César : C'est ça ! Insulte la clientèle au lieu de te perfectionner dans ton métier ! Eh bien pour la dixième fois, je vais te l'expliquer, le picon-citron-curaçao. Approche-toi ! Tu mets d'abord un tiers de curaçao. Fais attention : un tout petit tiers. Bon. Maintenant un tiers de citron. Un peu plus gros. Bon. Ensuite, un BON tiers de Picon. Regarde la couleur. Regarde comme c'est joli. Et à la fin, un GRAND tiers d'eau. Voilà. 
Comme nous l'avons déjà mentionné, la formulation est le nerf de la guerre et le meilleur procédé de fabrication ne permettra pas de corriger une mauvaise formule. Réussir le challenge de la formulation consiste à associer l'expertise du chimiste à celle du technologue et du métrologue qui, de plus en plus aujourd'hui doit s'intéresser à des réponses sensorielles comme la couleur et le goût. Si les mathématiques traitent sans souci les proportions, nombres réels positifs inférieurs ou égaux à l'unité, la mise en oeuvre de ces mêmes proportions requiert des instruments de précision tels que des balances ou des compteurs volumétriques. Le passage de l'espace mathématique à l'espace technologique ne peut pas s'effectuer sans tenir compte de la grosseur approximative des tiers, autrement dit des incertitudes !
Marius : Et ça fait quatre tiers.
César : Exactement. J'espère que cette fois, tu as compris.
Marius : Dans un verre, il n'y a que trois tiers.
César : Mais, imbécile, ça dépend de la grosseur des tiers ! 
Marius : Eh non, ça ne dépend pas. Même dans un arrosoir, on ne peut mettre que trois tiers.
Bien évidemment, la contrainte relationnelle implicite que subissent les proportions des constituants n'avait pas effleuré un instant notre tavernier. A une époque où le Certificat d'Etudes Primaires était plus difficile à obtenir qu'une mention au bac aujourd'hui, la jeunesse fréquentant les bancs de l'école de Jules Ferry savait que la somme des proportions devait être unitaire.
César : Alors, expliques-moi comment j'en ai mis quatre dans ce verre.
Marius : Ça c'est de l'Arithmétique.
César : Oui, quand on ne sait plus quoi dire, on cherche à détourner la conversation ... Et la dernière goutte, c'est de l'arithmétique aussi ?
Les mathématiques et les statistiques sont souvent redoutées, à tort, des utilisateurs néophytes. Elles ne doivent en aucun cas prendre le pas sur le bon sens et la démarche méthodologique dans la mise en oeuvre des plans d'expériences. 

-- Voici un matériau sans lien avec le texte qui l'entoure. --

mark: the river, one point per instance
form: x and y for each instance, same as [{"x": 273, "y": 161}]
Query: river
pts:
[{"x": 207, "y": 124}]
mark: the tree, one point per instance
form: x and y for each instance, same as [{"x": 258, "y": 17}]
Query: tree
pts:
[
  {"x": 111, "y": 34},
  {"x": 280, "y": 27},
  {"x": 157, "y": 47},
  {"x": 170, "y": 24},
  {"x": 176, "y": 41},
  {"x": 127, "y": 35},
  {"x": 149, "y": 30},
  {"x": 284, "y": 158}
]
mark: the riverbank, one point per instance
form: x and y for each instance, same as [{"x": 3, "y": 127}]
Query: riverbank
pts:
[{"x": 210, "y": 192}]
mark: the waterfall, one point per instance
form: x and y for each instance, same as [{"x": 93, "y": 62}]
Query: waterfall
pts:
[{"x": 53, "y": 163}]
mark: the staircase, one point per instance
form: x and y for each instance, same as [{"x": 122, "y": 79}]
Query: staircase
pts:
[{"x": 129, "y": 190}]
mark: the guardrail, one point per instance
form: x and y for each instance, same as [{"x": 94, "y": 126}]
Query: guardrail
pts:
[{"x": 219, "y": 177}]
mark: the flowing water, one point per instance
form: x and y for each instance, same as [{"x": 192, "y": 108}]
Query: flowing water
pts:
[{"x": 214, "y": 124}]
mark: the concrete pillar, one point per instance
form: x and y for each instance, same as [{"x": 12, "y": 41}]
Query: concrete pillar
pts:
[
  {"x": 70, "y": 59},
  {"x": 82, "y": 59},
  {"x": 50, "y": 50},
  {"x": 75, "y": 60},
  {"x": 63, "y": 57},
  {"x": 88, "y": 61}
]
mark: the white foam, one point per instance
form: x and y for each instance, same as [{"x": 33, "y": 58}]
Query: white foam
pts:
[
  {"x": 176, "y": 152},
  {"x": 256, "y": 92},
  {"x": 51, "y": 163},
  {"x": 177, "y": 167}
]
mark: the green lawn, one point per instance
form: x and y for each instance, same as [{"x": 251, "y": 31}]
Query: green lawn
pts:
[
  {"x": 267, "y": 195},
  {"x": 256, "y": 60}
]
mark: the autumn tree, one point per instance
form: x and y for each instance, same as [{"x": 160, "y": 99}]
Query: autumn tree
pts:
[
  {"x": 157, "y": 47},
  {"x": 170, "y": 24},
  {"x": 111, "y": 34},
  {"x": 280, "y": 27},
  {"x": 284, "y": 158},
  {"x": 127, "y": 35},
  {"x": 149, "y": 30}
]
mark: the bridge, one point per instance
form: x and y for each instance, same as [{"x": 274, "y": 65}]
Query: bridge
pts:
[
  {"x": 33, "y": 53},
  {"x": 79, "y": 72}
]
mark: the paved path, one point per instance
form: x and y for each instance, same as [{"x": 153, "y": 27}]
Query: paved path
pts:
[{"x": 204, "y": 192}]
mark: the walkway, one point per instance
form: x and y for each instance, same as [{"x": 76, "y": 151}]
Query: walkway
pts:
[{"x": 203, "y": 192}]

Certes, on a besoin de tels outils, aussi bien pour estimer les coefficients d'un modèle que pour chiffrer la qualité descriptive ou prédictive de ce dernier. C'est le rôle respectif de l'algèbre linéaire et de l'analyse de régression.

Certes, on aura besoin d'algèbre linéaire pour construire des matrices d'expériences dans des domaines expérimentaux qui, lorsqu'ils ne se présenteront plus sous forme de simplexes réguliers, deviendront des polyèdres convexes. Ce sera l'objet de la construction des plans D-optimaux que l'on abordera un peu plus tard dans ce blog.

Certes l'arithmétique nous sera utile à de nombreuses reprises, mais encore la géométrie ! Mais ne réduisons pas les plans d'expériences à des seuls aspects matriciels. Prenons régulièrement le temps de revenir sur le pragmatisme des approches proposées par Henry Scheffé ou encore McLean et Anderson pour bien comprendre l'intérêt des plans d'expériences dédiés aux problèmes de formulation. Le débat ne portera plus ainsi sur l'arithmétique mais bien sur l'indispensable dernière goutte, celle qui issue de la réflexion des experts permettra de transformer un objet mathématique en véritable outil d'aide à la formulation.

Les deux illustrations de cet article en forme d'intermède littéraire au milieu de présentations de cours et d'études de cas sont dues à Albert Dubout, talentueux caricaturiste qui immortalisa par ses dessins des chats, des pièces de Marcel Pagnol et le pittoresque petit train de Palavas-les-Flots, cité balnéaire de l'Hérault qui lui rend un hommage mérité en consacrant un musée à l'ensemble de son oeuvre.